Uma servidora ganhou indenização de R$ 5 mil da Prefeitura de Cascavel, após imagens dela, que é uma Guarda Municipal serem transformadas em figurinhas ofensivas de WhatsApp dentro do ambiente de trabalho. A decisão da Justiça determinou o pagamento por danos morais à inspetora, que atua na corporação desde 2017.

De acordo com o G1, fotografias da guarda municipal passaram a circular em formato de “stickers”, como são conhecidas as figurinhas usadas no aplicativo de mensagens, acompanhadas de expressões consideradas vexatórias e ofensivas. O material era compartilhado em computadores da Central de Videomonitoramento da Guarda Municipal.

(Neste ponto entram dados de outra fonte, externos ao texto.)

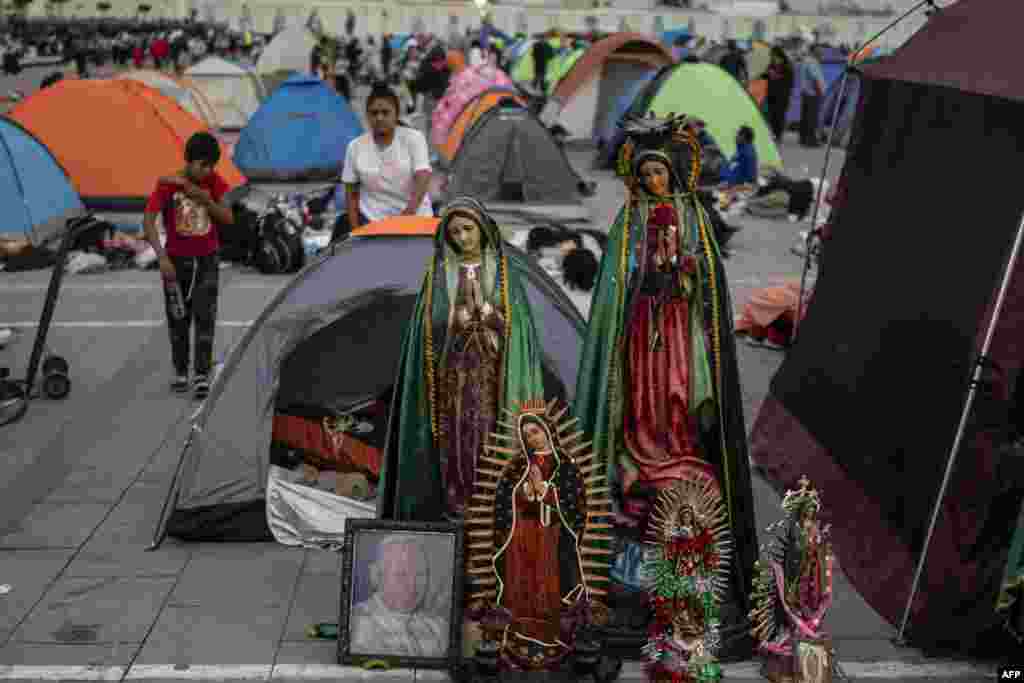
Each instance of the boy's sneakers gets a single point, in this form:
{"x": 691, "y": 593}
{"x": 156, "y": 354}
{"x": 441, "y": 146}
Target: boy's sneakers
{"x": 201, "y": 387}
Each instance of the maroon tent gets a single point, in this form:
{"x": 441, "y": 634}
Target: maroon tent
{"x": 868, "y": 401}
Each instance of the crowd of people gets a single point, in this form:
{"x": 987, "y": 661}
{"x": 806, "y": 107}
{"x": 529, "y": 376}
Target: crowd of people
{"x": 87, "y": 44}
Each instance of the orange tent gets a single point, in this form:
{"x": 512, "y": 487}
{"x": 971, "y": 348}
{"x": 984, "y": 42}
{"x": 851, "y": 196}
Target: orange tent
{"x": 398, "y": 225}
{"x": 181, "y": 89}
{"x": 114, "y": 137}
{"x": 483, "y": 102}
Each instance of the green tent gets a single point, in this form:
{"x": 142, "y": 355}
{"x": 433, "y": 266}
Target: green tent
{"x": 522, "y": 70}
{"x": 561, "y": 66}
{"x": 709, "y": 92}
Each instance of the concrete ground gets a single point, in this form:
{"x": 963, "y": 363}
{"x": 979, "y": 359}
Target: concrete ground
{"x": 84, "y": 480}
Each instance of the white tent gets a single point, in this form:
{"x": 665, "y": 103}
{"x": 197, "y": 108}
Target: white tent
{"x": 233, "y": 92}
{"x": 289, "y": 51}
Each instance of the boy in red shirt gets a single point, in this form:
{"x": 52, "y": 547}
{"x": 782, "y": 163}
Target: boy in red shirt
{"x": 190, "y": 204}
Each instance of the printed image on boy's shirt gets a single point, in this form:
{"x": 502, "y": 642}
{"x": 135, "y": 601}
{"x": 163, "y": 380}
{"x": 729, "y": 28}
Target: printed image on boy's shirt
{"x": 192, "y": 218}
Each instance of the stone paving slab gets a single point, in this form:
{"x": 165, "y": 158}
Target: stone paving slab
{"x": 29, "y": 572}
{"x": 316, "y": 600}
{"x": 56, "y": 525}
{"x": 245, "y": 633}
{"x": 93, "y": 654}
{"x": 257, "y": 573}
{"x": 91, "y": 483}
{"x": 131, "y": 522}
{"x": 169, "y": 560}
{"x": 99, "y": 609}
{"x": 322, "y": 561}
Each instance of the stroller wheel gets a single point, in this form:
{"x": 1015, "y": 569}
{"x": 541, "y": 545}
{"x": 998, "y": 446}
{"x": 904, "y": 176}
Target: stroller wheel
{"x": 266, "y": 257}
{"x": 54, "y": 364}
{"x": 13, "y": 402}
{"x": 284, "y": 254}
{"x": 56, "y": 386}
{"x": 297, "y": 252}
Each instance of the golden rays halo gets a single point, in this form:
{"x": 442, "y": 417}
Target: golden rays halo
{"x": 697, "y": 492}
{"x": 503, "y": 458}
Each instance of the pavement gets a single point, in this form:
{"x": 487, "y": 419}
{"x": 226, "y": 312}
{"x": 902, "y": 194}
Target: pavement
{"x": 85, "y": 477}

A servidora afirmou que tomou conhecimento da situação em maio de 2023 e decidiu acionar a Justiça após descobrir que as imagens estavam armazenadas nas abas de “favoritos” e “usadas com frequência” dos equipamentos utilizados pelos agentes.

Durante a ação, o município negou responsabilidade e alegou não existir comprovação de que o conteúdo tivesse sido criado ou disseminado por servidores públicos. Mesmo assim, a 4ª Turma Recursal dos Juizados Especiais do Tribunal de Justiça do Paraná manteve a condenação de forma unânime.

Na decisão, o relator do caso, o juiz convocado Marco Vinícius Schiebel, apontou que depoimentos e documentos anexados ao processo demonstraram que as figurinhas estavam armazenadas em computadores de acesso restrito da Guarda Municipal e eram compartilhadas entre colegas de trabalho.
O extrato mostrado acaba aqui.